Lokman hekimin oğlu babasına: İnsan için hangi özellik iyidir? Lokman hekim; din dedi. Oğlu şayet iki tane olsa, din ve mal. Üç tane olsa, din, mal ve hayâ. Dört tane olsa, din, mal, hayâ ve güzel ahlak dedi. Oğlu: şayet beş tane olsa deyince de o; din, mal, hayâ, güzel ahlak ve cömertlik dedi. Oğlu şayet altı tane olsa deyince, Lokman hekim: Oğlum kim bu beş hasleti elde ederse o Allah'ın dostu olur. Şeytandan da korunmuş olur. Cüneyt el Bağdadi "Dört şey kulu en yüksek derecelere çıkarır. İlim, tevazu, cömertlik, güzel ahlak. Güzel ahlak imanın kemalidir" Sehl et Tüsteri'ye İyi ahlak nedir? Diye sorulduğunda: "İyi ahlakın en aşağı derecesi herkesi hoş karşılamak, zalimlere merhamet ve hürmet etmeyip, onlar için Allah'tan hidayet dilemektir. Rızık, mal ve mülk için hakkı inkâr etmemektir. Söz verince sadâkat göstermek, Allah rızası için çalışmaktır."

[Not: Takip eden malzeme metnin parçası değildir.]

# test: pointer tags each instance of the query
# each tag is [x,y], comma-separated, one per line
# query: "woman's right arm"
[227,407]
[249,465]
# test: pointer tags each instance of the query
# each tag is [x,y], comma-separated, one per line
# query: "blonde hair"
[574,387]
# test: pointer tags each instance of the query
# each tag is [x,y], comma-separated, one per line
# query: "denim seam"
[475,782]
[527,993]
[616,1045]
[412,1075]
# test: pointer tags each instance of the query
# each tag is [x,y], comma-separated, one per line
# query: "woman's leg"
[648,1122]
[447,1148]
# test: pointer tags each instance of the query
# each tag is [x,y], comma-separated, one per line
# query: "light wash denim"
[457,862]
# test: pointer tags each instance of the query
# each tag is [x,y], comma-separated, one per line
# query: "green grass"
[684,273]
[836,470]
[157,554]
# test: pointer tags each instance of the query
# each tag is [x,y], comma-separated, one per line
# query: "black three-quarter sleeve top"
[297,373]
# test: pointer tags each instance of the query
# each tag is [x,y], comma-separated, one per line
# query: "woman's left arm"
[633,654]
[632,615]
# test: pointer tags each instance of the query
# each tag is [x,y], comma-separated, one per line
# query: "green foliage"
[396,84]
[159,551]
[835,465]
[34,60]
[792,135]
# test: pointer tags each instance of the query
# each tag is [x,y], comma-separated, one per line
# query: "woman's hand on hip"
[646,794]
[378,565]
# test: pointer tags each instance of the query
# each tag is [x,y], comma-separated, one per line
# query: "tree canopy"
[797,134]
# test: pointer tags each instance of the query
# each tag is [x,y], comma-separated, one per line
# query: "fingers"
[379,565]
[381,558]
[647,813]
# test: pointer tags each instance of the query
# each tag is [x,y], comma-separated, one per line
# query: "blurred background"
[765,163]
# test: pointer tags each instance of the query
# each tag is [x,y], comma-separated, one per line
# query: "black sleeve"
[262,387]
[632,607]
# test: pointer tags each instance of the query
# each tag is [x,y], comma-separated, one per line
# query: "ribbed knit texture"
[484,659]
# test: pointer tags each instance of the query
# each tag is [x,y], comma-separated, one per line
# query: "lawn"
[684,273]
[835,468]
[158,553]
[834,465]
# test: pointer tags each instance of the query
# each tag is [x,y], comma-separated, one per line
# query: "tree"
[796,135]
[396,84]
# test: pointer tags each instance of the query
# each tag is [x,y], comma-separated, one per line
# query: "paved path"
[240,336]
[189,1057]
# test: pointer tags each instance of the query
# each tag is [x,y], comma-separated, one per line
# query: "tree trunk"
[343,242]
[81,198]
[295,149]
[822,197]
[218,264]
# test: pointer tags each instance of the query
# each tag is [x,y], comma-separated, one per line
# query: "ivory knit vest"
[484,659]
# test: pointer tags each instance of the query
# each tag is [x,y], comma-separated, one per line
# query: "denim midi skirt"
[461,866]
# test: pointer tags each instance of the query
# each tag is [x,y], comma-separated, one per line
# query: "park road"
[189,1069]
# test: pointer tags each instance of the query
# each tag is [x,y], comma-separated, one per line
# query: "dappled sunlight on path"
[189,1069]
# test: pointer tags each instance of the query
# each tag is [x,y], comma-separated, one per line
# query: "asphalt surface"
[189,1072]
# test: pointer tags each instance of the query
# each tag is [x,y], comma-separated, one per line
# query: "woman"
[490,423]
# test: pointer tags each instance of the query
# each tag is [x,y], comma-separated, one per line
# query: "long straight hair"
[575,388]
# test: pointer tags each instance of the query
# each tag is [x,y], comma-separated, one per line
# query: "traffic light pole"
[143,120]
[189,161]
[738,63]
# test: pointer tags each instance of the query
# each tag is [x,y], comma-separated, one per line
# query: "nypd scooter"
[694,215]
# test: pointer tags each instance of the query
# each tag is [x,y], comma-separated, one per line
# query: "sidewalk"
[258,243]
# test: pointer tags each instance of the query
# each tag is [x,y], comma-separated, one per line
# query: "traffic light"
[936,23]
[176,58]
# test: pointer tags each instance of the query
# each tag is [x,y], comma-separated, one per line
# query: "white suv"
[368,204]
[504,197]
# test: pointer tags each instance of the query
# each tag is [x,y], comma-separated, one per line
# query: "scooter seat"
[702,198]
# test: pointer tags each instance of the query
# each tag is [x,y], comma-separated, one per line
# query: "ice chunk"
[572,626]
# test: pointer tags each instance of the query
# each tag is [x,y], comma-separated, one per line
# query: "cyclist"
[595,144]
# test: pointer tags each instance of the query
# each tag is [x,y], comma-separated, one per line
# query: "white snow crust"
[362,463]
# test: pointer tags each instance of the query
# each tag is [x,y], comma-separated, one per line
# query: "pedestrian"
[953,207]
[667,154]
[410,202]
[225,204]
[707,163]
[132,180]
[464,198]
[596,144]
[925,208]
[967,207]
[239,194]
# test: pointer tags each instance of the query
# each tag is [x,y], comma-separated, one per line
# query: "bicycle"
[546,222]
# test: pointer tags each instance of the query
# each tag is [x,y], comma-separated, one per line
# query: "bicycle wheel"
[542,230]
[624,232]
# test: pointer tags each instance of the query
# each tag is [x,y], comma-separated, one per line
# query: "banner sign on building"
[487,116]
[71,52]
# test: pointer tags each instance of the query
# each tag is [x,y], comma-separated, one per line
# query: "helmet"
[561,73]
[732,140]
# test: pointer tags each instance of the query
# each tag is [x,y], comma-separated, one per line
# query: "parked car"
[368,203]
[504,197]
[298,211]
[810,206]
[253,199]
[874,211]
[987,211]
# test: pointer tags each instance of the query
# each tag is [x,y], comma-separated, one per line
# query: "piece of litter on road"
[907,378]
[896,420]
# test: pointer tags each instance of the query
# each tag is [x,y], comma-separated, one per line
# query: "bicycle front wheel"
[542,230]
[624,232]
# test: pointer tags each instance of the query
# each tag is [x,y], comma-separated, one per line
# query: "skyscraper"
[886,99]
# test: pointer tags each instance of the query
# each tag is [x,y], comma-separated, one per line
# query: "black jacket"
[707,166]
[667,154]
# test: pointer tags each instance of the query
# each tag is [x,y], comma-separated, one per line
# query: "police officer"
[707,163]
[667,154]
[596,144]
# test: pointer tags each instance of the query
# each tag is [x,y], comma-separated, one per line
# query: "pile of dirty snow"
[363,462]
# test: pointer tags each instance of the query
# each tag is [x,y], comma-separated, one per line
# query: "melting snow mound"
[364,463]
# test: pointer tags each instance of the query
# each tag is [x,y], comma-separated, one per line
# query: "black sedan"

Peygamberimiz "Bir kimse kendisi için istediğini iman kardeşi içinde isteyendir. Allah'a ve ahiret gününe inananlar komşusuna ikram etsin, Allah'a ve ahiret gününe inanan ya hayır konuşsun veyahut ta sussun. Siz bir mümini susan, vakarlı bir halde görürseniz; o kimseye yaklaşınız, onunla sohbet ediniz. Zira ondan hikmet sudur eder." Buyurmuştur. İslam âlim ve mutasavvıflarına göre güzel ahlak: çok hayâ, güzel dil, az öz söz, çok çalışmak, ameli salih olmak, herkese iyi muamele, vakar, musibetlere sabır, nimetlere şükür.  Allah'tan gelene rıza, yumuşak mizaçlı olmak, iffetli olmak, garip ve kimsesizlere şefkat etmek, küfretmemek, lanet okumamak, gıybet etmemek, aceleci olmamak, kin tutup, haset ve cimrilik etmemek, güler yüzlü temiz sözlü olmak, Allah için sevip, Allah için buğz etmek, Allah için rıza gösterip, Allah için gazaplanmak vb. Yusuf İbn Esbât iyi ahlakın alametleri şunlardır: "Yalan söylememek, yaratılanlara karşı merhametli davranmak, başkalarının zarar görmesini istememek, özrü kabul etmek, nefsin kötülüklerini terk etmek, kendi şahsi kusurlarını görüp başkalarının ayıplarını araştırmamak, insanlara karşı güzel sözler söylemektir." Peygamberimiz de olaylara hep güzel tarafından bakar ve güzel görürdü.
Nefisleriyle problemlerini halleden müminler, yüce ahlakın ve hikmetin en yüksek mertebelerine ulaşarak, kalplerini her türlü kötülükten arındırmak suretiyle, güzel ahlakın filizlerini gönüllerinde yeşertip, Allah'ın rızasını kazanmışlardır. Rabbimiz bizlere ve ehlimize, vahyin ışığı doğrultusunda, peygamberimizin ahlakı ile ahlaklanarak yaşamayı ve rızasını kazanan kullardan olmayı lütfeylesin.